By Robin Givhan
Friday, May 12, 2006
The departure of rocker Chris Daughtry from "American Idol" means that the squishy middle has won once again. Daughtry was voted off the show this week, leaving behind three uninspired performers who may appeal to the masses but lack any distinctive personal style.
After weeks of patiently watching, obsessing and praying for Elliott Yamin, Katharine McPhee and Taylor Hicks to reveal some sense of personal aesthetics, there has been nothing but disappointment. McPhee lacks zest and stage presence and the capacity to distinguish style from an assemblage of unedited trends. Yamin and Hicks lack Daughtry's supremely fine bald head and ability to wear a thick, macho wallet chain and not look as though he should be bicycling across K Street making a super-rush delivery.
Daughtry glared. He glowered. He did the rock-star growl during which he looked to be at risk of popping his jugular. He wore cool shades. Oh sure, he was cocky. But he should have been. He was the best. America, have you no soul?
Yamin seems like a nice guy. He has a nice voice and he wears a lot of tasteful blazers, which should serve him well should he ever find himself sitting in the human resources office of an insurance agency. McPhee seems like a pleasant girl. She has a pleasant voice. She's a brunette beauty with long legs and nice cleavage -- that she has amiably displayed -- which should all serve her well . . . no matter what. Last month, when Hicks wore that ice-blue Costume National suit, it seemed he had style possibilities. He refused to dye his gray hair and he has an interesting gravelly voice. But then he wore a paisley shirt, sang Wild Cherry's "Play That Funky Music" and writhed on the floor like a Joe Cocker impersonator. He wore paisley, people. He cannot win and he will be discussed no further.
In Daughtry, America had the opportunity to choose distinctiveness, confidence and cool. Instead, it chose bland and boring. Blech and blech.
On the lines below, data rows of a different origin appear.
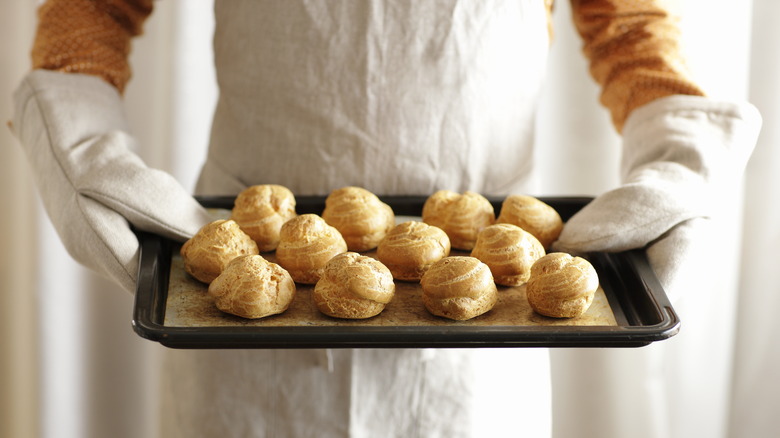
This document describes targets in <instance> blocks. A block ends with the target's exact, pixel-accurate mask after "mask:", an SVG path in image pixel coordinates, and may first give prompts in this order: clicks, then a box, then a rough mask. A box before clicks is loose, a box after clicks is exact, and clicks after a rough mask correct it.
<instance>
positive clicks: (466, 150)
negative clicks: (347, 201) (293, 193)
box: [198, 0, 549, 195]
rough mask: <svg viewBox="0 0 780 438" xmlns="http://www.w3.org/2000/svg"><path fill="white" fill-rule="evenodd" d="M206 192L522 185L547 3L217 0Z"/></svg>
mask: <svg viewBox="0 0 780 438" xmlns="http://www.w3.org/2000/svg"><path fill="white" fill-rule="evenodd" d="M215 11H216V19H217V26H216V33H215V40H214V47H215V62H216V68H217V77H218V82H219V87H220V97H219V102H218V105H217V109H216V113H215V117H214V125H213V129H212V139H211V146H210V150H209V158H208V162H207V164H206V166H205V167H204V171H203V175H202V177H201V181H200V183H199V188H198V190H199V192H201V193H202V194H234V193H237V192H238V191H239V190H241V189H242V188H243V187H245V186H248V185H252V184H260V183H277V184H283V185H285V186H287V187H289V188H290V189H291V190H293V192H294V193H296V194H302V195H303V194H327V193H328V192H329V191H330V190H332V189H335V188H338V187H342V186H346V185H356V186H361V187H365V188H367V189H369V190H371V191H373V192H375V193H378V194H430V193H432V192H433V191H435V190H438V189H450V190H456V191H463V190H475V191H479V192H481V193H484V194H496V195H499V194H508V193H511V192H517V191H519V190H523V187H524V185H525V184H526V182H527V181H526V176H527V175H528V173H529V170H530V167H531V159H532V151H531V149H532V147H531V146H532V143H533V126H534V113H535V108H536V103H537V97H538V94H539V91H540V88H541V82H542V79H543V73H544V68H545V62H546V54H547V50H548V45H549V41H548V28H547V24H548V23H547V15H546V10H545V7H544V2H543V1H542V0H514V1H504V0H473V1H458V0H451V1H437V2H427V1H425V2H421V1H411V0H409V1H393V2H383V1H350V2H347V1H339V2H324V1H304V0H300V1H284V2H270V1H254V0H231V1H228V2H223V1H217V2H216V7H215Z"/></svg>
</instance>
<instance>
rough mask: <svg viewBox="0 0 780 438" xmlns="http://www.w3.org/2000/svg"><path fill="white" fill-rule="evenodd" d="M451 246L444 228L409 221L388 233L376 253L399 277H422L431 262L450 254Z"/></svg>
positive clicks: (380, 258) (427, 224)
mask: <svg viewBox="0 0 780 438" xmlns="http://www.w3.org/2000/svg"><path fill="white" fill-rule="evenodd" d="M450 249H451V247H450V239H449V237H447V233H445V232H444V231H443V230H442V229H441V228H438V227H435V226H433V225H428V224H426V223H424V222H419V221H407V222H403V223H400V224H398V225H396V226H395V227H393V229H392V230H390V232H389V233H387V236H385V238H384V239H382V241H381V242H379V246H378V247H377V252H376V255H377V258H378V259H379V261H381V262H382V263H383V264H384V265H385V266H387V268H388V269H390V272H391V273H392V274H393V278H395V279H396V280H403V281H419V280H420V278H422V275H423V274H424V273H425V271H427V270H428V268H429V267H430V266H431V265H432V264H434V263H435V262H437V261H439V260H441V259H442V258H444V257H447V256H448V255H449V254H450Z"/></svg>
All one can do now is savor the memories of Daughtry. There was the week that he embraced the cleaned-up-rocker look with his black trousers and matching vest. He wore one of those short-sleeve shirts with the cuffs that cut tightly across the biceps. Their sole purpose is to make a man's upper arms look Paul Bunyan big, as though he has spent his entire adult life chopping wood, hunting and gathering just for you. That was a very good week for Mr. Daughtry and his fans.
He sometimes wore a blazer, usually when he was planning to stand calmly behind the microphone -- rather than prowl the stage -- while yelling his lungs out. Typically Daughtry wore those blazers with a pair of jeans that were loose, but not baggy. He wore expertly faded T-shirts and macho silver jewelry. And he always looked like the same guy from one week to the next. He looked as though he had been groomed, but not dressed.
Daughtry had a cocksure style that might have irritated some voters. But he was the only contestant who seemed to understand that a pop idol needs an indelible image, swagger and self-confidence. While successful pop singers often have imperfect voices, they have something else that makes up the difference: a look, a sensibility, a point of view. They know who they are and they know how to communicate that in songs and through their stage images.
It may be that Daughtry was done in by the system. To attract voters, the contestants must be desperately humble. Aw shucks, pick me! Love me! They must display a freeze-frame grin for the camera and then flail their fingers around like they're practicing Chisanbop to remind viewers of which number to call to cast their vote. Winning "American Idol" requires the perfect balance of mediocrity and humility. The better the voice, the style, the package, the more self-effacing the performer must be. Whoever heard of a humble rocker? Daughtry was doomed.
Now that he's gone, there is a choice of nice Elliott, pleasant Katharine and the paisley karaoke king who shall not be named. As so often is the case, the quality of the candidates makes it hard to go to the polls.